- Strand Township, Minnesota Location within the state of Minnesota Strand Township, Minnesota Strand Township, Minnesota (the United States)
- Coordinates: 47°21′50″N 96°14′23″W﻿ / ﻿47.36389°N 96.23972°W
- Country: United States
- State: Minnesota
- County: Norman

Area
- • Total: 35.9 sq mi (93.1 km^{2})
- • Land: 35.9 sq mi (93.1 km^{2})
- • Water: 0 sq mi (0.0 km^{2})
- Elevation: 1,106 ft (337 m)

Population (2000)
- • Total: 129
- • Density: 3.6/sq mi (1.4/km^{2})
- Time zone: UTC-6 (Central (CST))
- • Summer (DST): UTC-5 (CDT)
- FIPS code: 27-63094
- GNIS feature ID: 0665726

= Strand Township, Norman County, Minnesota =

Strand Township is a township in Norman County, Minnesota, United States. The population was 129 at the 2000 census.

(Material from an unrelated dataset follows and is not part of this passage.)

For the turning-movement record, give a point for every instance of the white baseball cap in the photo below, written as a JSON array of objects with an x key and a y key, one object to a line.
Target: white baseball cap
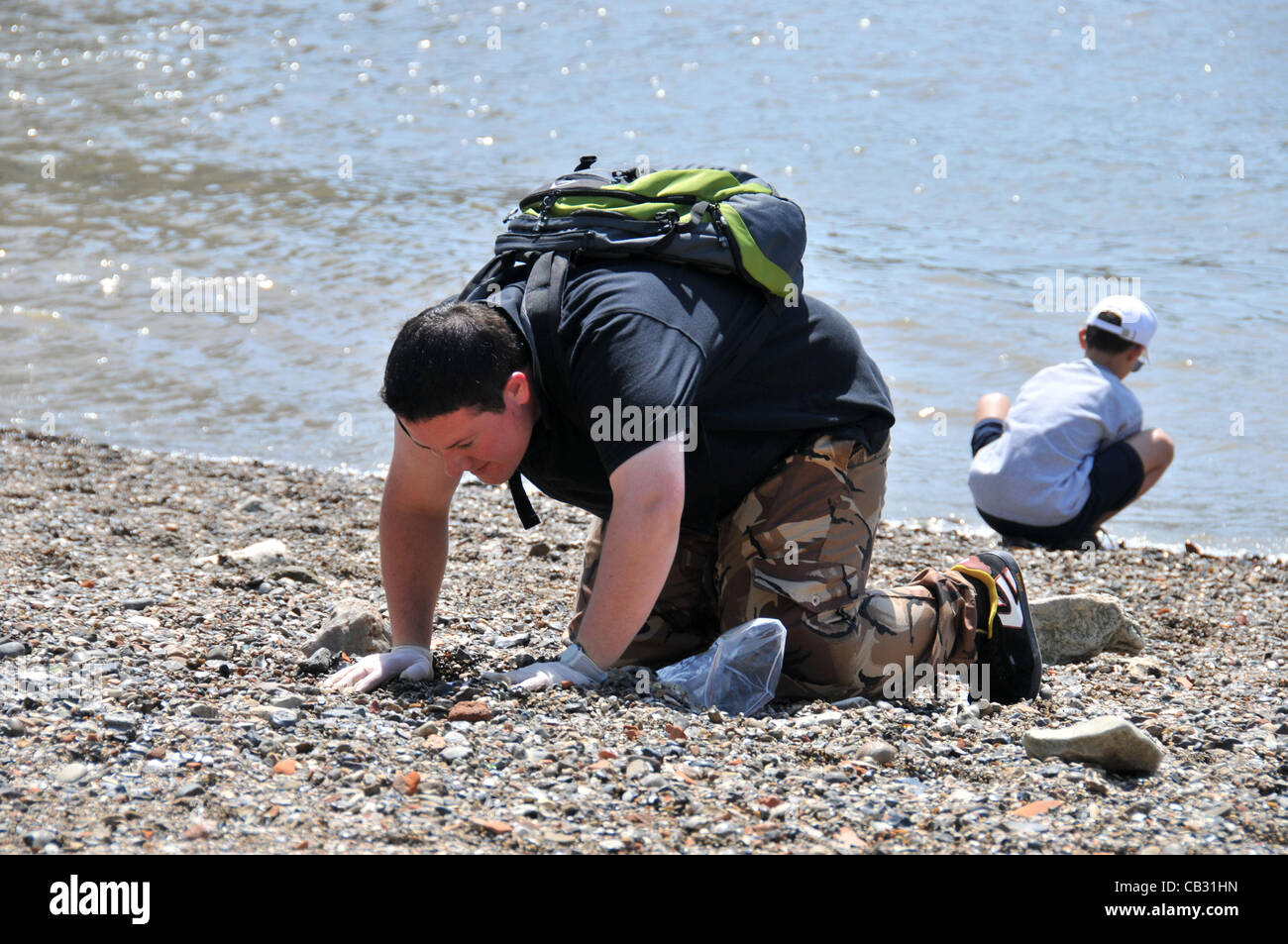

Strand Township was organized in 1880, and named for the Norwegian-language word meaning "beach".

==Geography==
According to the United States Census Bureau, the township has a total area of 36.0 square miles (93.1 km^{2}), all land.

==Demographics==
As of the census of 2000, there were 129 people, 49 households, and 39 families residing in the township. The population density was 3.6 people per square mile (1.4/km^{2}). There were 59 housing units at an average density of 1.6/sq mi (0.6/km^{2}). The racial makeup of the township was 84.50% White, 6.20% Native American, 2.33% from other races, and 6.98% from two or more races. Hispanic or Latino of any race were 5.43% of the population.

There were 49 households, out of which 22.4% had children under the age of 18 living with them, 57.1% were married couples living together, 8.2% had a female householder with no husband present, and 20.4% were non-families. 20.4% of all households were made up of individuals, and 4.1% had someone living alone who was 65 years of age or older. The average household size was 2.63 and the average family size was 2.92.

In the township the population was spread out, with 20.9% under the age of 18, 7.8% from 18 to 24, 27.1% from 25 to 44, 30.2% from 45 to 64, and 14.0% who were 65 years of age or older. The median age was 41 years. For every 100 females, there were 134.5 males. For every 100 females age 18 and over, there were 121.7 males.

The median income for a household in the township was $34,583, and the median income for a family was $40,625. Males had a median income of $25,833 versus $17,083 for females. The per capita income for the township was $15,214. There were 5.7% of families and 14.4% of the population living below the poverty line, including 42.9% of under eighteens and none of those over 64.